Il dirittodovere alla dignità

L’idea di dignità umana – “ci sono cose che non si fanno agli esseri umani” – esisteva in nuce già tra i Cro-Magnon che, a differenza dei Neanderthal, mostravano una spiccata sensibilità nel trattamento dei cadaveri e pare si astenessero, in genere, dal cannibalismo.

È con Socrate – o, forse, prima di lui, con Pitagora – che si diffonde nell’Occidente il precetto che tutti gli esseri umani hanno un medesimo valore, pari dignità intrinseca, ossia il principio su cui si fondano lo stato di diritto, le carte costituzionali di tutti i paesi democratici, le convenzioni internazionali per la tutela dei diritti umani, insomma tutto ciò che ci separa dalla barbarie. Socrate è convinto che sopravvivere non sia sufficiente; occorre esserne degni e devono essere presenti quelle precondizioni essenziali senza le quali la vita non è tollerabile e perde il suo valore specifico, riducendosi ad un concetto astratto. Sopravvivere senza una coscienza integra è peggio che morire. La vita del corpo non è il valore precipuo. C’è un confine che molti esseri umani, come Socrate, non osano oltrepassare, ci sono azioni che queste persone non commetterebbero mai, indipendentemente dagli ordini che vengono loro impartiti o da quanto disperata sia la loro situazione. Questo perché sentono, istintivamente, che varcata quella linea, non potrebbero più tornare indietro, non ci sarebbe più un punto ulteriore dove marcare il confine del nec plus ultra (non oltre). Una tale azione, se compiuta, causerebbe un danno irreparabile dentro di loro, distruggerebbe qualcosa che vale più della loro stessa vita. Eseguito un certo comando, diventerebbe più difficile rifiutarsi di eseguirne altri, ancora più discutibili e riprovevoli.

La soddisfazione con cui persone dalla coscienza assopita si prestano ad ogni tipo di servizio corrisponde al patimento di chi quella coscienza ce l’ha ben desta e non si rassegna all’idea di eseguire certi ordini. Per questo Socrate affronta a testa alta un processo ingiusto, per insegnare a tutti che il valore etico fondativo delle nostre società è la dignità, non la forza, il giudizio di chi vince le elezioni, la presunta sovranità popolare incarnata nel capo.

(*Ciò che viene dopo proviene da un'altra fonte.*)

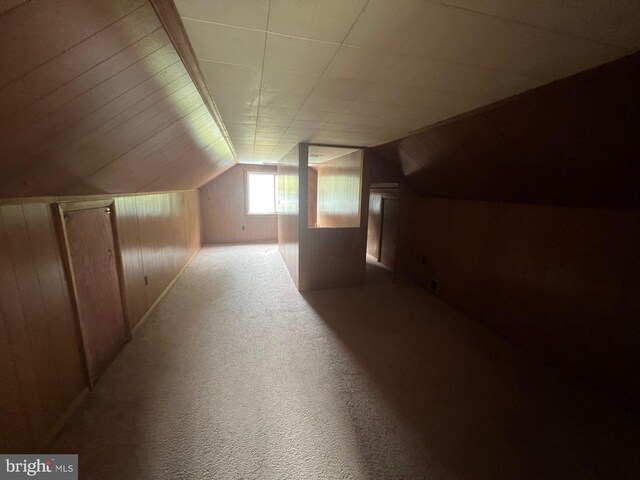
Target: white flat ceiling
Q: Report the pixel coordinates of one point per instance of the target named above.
(358, 72)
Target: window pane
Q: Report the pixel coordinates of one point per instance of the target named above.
(261, 193)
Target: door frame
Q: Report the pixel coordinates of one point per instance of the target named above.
(61, 208)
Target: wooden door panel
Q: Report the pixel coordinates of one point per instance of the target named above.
(93, 262)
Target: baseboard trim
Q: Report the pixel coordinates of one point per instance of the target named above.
(146, 316)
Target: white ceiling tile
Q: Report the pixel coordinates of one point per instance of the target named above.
(383, 26)
(281, 99)
(327, 20)
(307, 113)
(291, 82)
(235, 94)
(613, 22)
(297, 55)
(216, 73)
(277, 113)
(242, 13)
(360, 64)
(406, 64)
(221, 43)
(320, 103)
(340, 88)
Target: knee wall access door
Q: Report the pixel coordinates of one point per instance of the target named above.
(92, 260)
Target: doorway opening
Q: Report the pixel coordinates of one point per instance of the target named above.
(382, 231)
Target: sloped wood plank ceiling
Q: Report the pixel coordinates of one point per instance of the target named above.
(95, 99)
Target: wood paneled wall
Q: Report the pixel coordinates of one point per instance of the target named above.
(223, 207)
(94, 98)
(42, 370)
(573, 142)
(335, 256)
(339, 191)
(374, 224)
(41, 359)
(563, 282)
(158, 234)
(291, 208)
(312, 197)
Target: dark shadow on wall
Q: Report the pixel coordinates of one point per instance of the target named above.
(448, 398)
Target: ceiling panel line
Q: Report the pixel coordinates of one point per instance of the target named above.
(171, 21)
(264, 55)
(444, 3)
(72, 46)
(258, 30)
(318, 79)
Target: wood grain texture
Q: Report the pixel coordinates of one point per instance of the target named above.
(42, 368)
(335, 256)
(170, 18)
(289, 192)
(95, 98)
(388, 239)
(224, 213)
(92, 257)
(559, 281)
(43, 361)
(339, 191)
(373, 225)
(312, 198)
(573, 142)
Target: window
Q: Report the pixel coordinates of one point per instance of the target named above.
(261, 193)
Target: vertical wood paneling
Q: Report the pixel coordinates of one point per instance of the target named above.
(289, 212)
(339, 191)
(388, 245)
(37, 318)
(158, 234)
(42, 369)
(222, 202)
(560, 281)
(373, 225)
(336, 257)
(312, 207)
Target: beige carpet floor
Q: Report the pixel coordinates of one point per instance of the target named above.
(238, 376)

Nuocere o tentare di rimuovere la dignità di qualcuno significa trattarlo come se fosse non completamente umano, uno strumento o una creatura subumana (Kateb 2011). L’essere umano è l’unico animale indeterminato, in quanto parzialmente non-naturale, cioè frutto dell’interazione di genoma, ambiente naturale ed ambiente culturale. Proprio nella sua indeterminazione, ossia nell’assenza di confini precisi, risiede la sua dignità intrinseca, che è il fondamento dei diritti umani (nonché il suo libero arbitrio e quindi il senso morale e di responsabilità). La sua fondamentale indefinitezza consente ad ogni singolo essere umano di essere migliorabile: ha un potenziale indeterminabile, inestimabile, appunto. È creativo, innovatore. Come aveva intuito Sartre, gli esseri umani sono sempre più di quel che credono di essere in ogni singolo istante della vita e se scelgono di negarlo, è per mala fede o falsa coscienza. Tale è la nostra condizione che ogni persona è unica ed individuata, non interscambiabile, anche quando non è interessata ad esserlo, senza però per questo essere esistenzialmente e moralmente superiore a chiunque altro.

 La specie umana è solo parzialmente naturale, rappresenta uno scarto rispetto alla natura. Questo la rende la più speciale tra le specie, ciascuna a suo modo speciale. L’umanità è la parte più interessante della natura, nel bene e nel male, l’unica che può aiutare la natura a riflettere su stessa. Per questa ragione, il prossimo passo dovrebbe essere quello di comprendere e rispettare la dignità dell’ambiente naturale e di chi vi dimora.

Una volta che questi principi saranno condivisi da una massa critica di europei e di ospiti di questo pianeta, l’Europa dei dirittidoveri, confederale, unione euro-mediterranea, costruita dal basso e non calata dall’alto, diventerà un modello per il mondo (Caracciolo, 2010).